She has since questioned why, when she and fellow survivors are the ones taking all the risks, they are not being included in the discussion.
“I want to be at the #MeToo Sydney meeting or, at the very least, I want to know someone I trust is there to represent me and the other people who have come forward and taken the brunt of the initial response,” she said.
“We took the risk. We deserve to be in the room. How could the people who support so many of our abusers possibly know what we are fighting for?”
TMN reached out to both ARIA and APRA AMCOS for their responses to the accusations that the meeting was performative and problematic because it involves some of the very people it should be holding accountable.
The full exchange, including a joint statement from APRA AMCOS/ ARIA as well as a separate comment from ARIA CEO Annabelle Herd, is below so as not to remove any information or context from the discussion and provide full detail’s of the meeting’s agenda and next steps.
Enquiry from The Music Network to ARIA and APRA AMCOS:
There’s been quite a mixed response to the move by ARIA, APRA AMCOS and PPCA to gather to discuss cultural change in the music industry amidst all the #MeToo allegations.
I know there are intentions to open the discussion up to a broader range of participants down the line, however there are concerns (from some) at the moment that this initial gathering is too “closed door” and perhaps part of the protection racket that is a key part of the problem.
Some people see this move as “performative” and involving some of the very people who need to be held accountable.
Can I please have a response from APRA AMCOS/ ARIA on these frustrations from some in the industry who feel not enough is being done?
Would also be good to get a picture of what success will look like for this initial meeting. What does APRA AMCOS/ ARIA want to achieve/ what is the ideal outcome from the first meeting next week?
Would be great to have something on the record so that the people contacting us in distress/ confusion have a better/ clearer picture of the wider plan and how they can get involved/ have their voice heard down the line.
The joint APRA AMCOS, ARIA and PPCA response:
Next week we’re having an initial conversation to start the ball rolling. The purpose of this first meeting is scope out the logistics and to explore some baseline questions including:
- How will we resource this work?
- How will we fund it?
- How do we enable the broadest participation from interested parties across our industry? What approaches do we need to take? (Several roundtables? Written submissions?

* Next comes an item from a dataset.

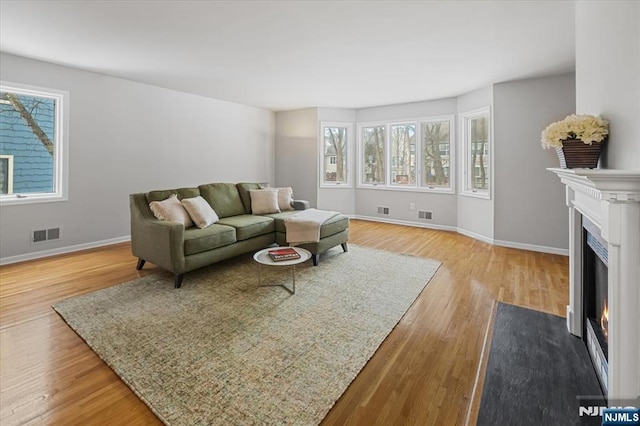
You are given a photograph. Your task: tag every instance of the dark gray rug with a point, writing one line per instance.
(536, 372)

A combination of strategies?)
- Who should facilitate the discussion across these multiple stakeholders?
- What external expertise do we need to engage to ensure the conversation is held in a safe and inclusive way, where people can talk openly?
- What governance frameworks do we need to establish to ensure oversight and accountability?
SoundCheck Aotearoa and the New Zealand music community have been engaging widely on this same topic and a representative will join the discussion to share some of their experience so it can inform the approach we take to pulling together the roundtable.
This meeting is just a starting point that we hope will be a gateway to a much wider discussion including many voices and perspectives from across our industry which are integral to identifying the issues, the solutions, and developing a plan for change. We know there are many people who will want to be a part of this discussion and change and we welcome their participation and contribution.
A further statement from ARIA and PPCA CEO Annabelle Herd:
The meeting next week is just a very small first step toward a much greater reckoning that must, and will, occur within the music industry and will involve many people from across the sector and its communities.
The meeting, for which invites were sent on 4 May, was simply intended as a discussion and a starting point, for a broad spectrum of industry figures to begin to understand what a plan to enact real change would look like.
With the saddening findings of Dr Crabtree and last week’s reporting, the broader industry discussion surrounding this issue has progressed significantly and, with it, our sense of urgency has increased significantly. We plan to move, and we plan to move fast. ARIA and APRA have made an official statement outlining all we are determined to achieve from this kick-off meeting.
I completely understand the frustration and the sentiment that some are expressing. There are many passionate and dedicated people in music who have been working on these issues for years. The voices of those involved in this initial discussion are definitely not the only voices that must be heard in this initiative, but this is the first step to bring the threads together into an industry-wide movement for lasting change.